Using Games to Treat Traumatic Brain Injury

An incredible letter recently made its way to my desk.  A woman in Alaska wrote to share a remarkable story, one that reaffirms the brain building (and in some ways even life-saving!) power of play and reminds us that the games we create can do powerful things.

Her letter gave me chills!rush hour brain injury Page 1 791x1024 Using Games to Treat Traumatic Brain Injuryrush hour brain injury Page 2 791x1024 Using Games to Treat Traumatic Brain InjuryThis isn’t the first we’ve heard about our games, particularly Rush Hour, being used to treat patients with brain injuries.  Over the years we have heard from many therapists who use our games to help patients rebuild cognitive and fine motor skills, and Rush Hour was recently featured in an NBC Nightly News segment on treating returning veterans with brain injuries.  We are eager to explore how we can continue to create games that support the incredible work these doctors are doing!

(Check out Rush Hour’s cameo at 00:38)

Are you a therapist or patient who has used games as part of your treatment?  Please share your story!

8 thoughts on “Using Games to Treat Traumatic Brain Injury

  1. Amanda

    Now that’s what I’m talking about!!!!!! What a great letter.

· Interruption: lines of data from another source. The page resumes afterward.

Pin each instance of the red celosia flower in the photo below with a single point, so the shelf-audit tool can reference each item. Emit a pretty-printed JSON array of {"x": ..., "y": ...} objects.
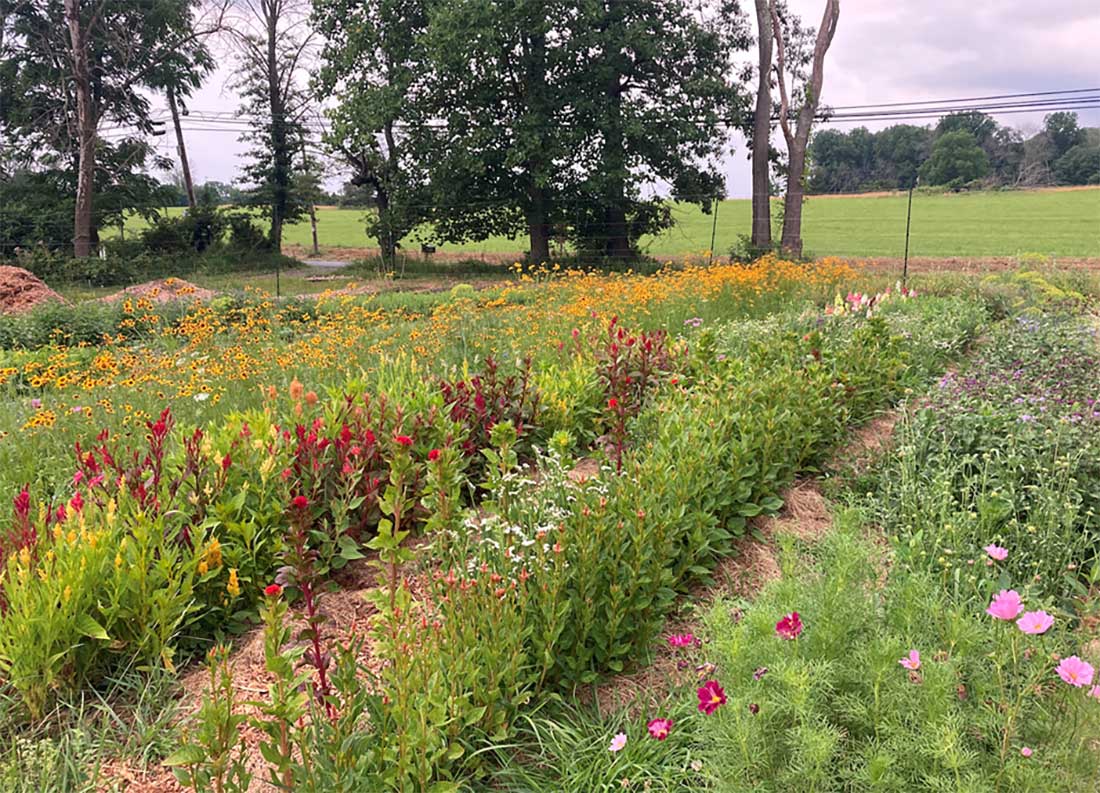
[
  {"x": 711, "y": 696},
  {"x": 789, "y": 627},
  {"x": 659, "y": 728},
  {"x": 22, "y": 503}
]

This is why I love ThinkFun so much and am proud to be part of the team :D … because we can help people to help themselves. ThinkFun games are empowering at any age and level…for so many reasons, and this reason is one of the most amazing! How wonderful! :)

  2. Emily B.

    I had massive bi-lateral pulmonary embolism when I was 15 weeks pregnant and perfectly healthy. The clots caused my heart to stop and my brain to suffer from lack of oxygen. I had several strokes. Six months later, I am going to speech therapy once a week. Rush Hour has helped me “learn” to think again! Thank you for this game. It’s fun too.

  3. Charlotte Post author

    Emily,

    Thank you so much for sharing this experience – what an incredibly tough journey these past few months have been for you and your family. We are absolutely thrilled to hear that our game could play a role in your therapy, and we wish you all the best for your continued recovery. I would love to hear any insight you have about ways we could reach out to help more people like you – will send you an email and look forward to continuing the conversation!

    Best,
    Charlotte

  4. Sarah Liz

    I am a cna who cares for a victim of brain trauma. He isn’t able to talk and has limited use of his limbs. What do you suggest would be a therapeutic game for us to play

  5. Charlotte Post author

    Hi Sarah,

    First – thank you for sharing your story and for the incredible work you do! Without knowing the extent to which your patient’s mobility is limited, I’m not sure whether he would be physically able to play a game like Rush Hour (non-verbal) which requires a bit of dexterity to move vehicles on a grid (www.thinkfun.com/rushhour). I’m wondering if perhaps a puzzle like Izzi (www.thinkfun.com/izzi) which is far less finicky with small pieces would be a better option to try – this edge-matching challenge encourages players to exercise spatial skills and create an array by lining up tiles with matching colored edges. Please send me an email at cfixler@thinkfun.com if this looks like a puzzle you’re interested in trying, and I’ll be glad to send you a copy!

  6. Donna

    Hello I have a 27 year old sister who was shot in the face and due to the complications of that she suffered a stroke and had brain surgery. They took 5 inches of the frontal lobe to create a space for pressure. Anyways, she is paralyzed on the right side but full mobility on the left. She seems to comprehend what we ask her but she has no verbal ability at this time. We don’t know the extent of the brain injury but want to start helping her learn. What games do you recommend.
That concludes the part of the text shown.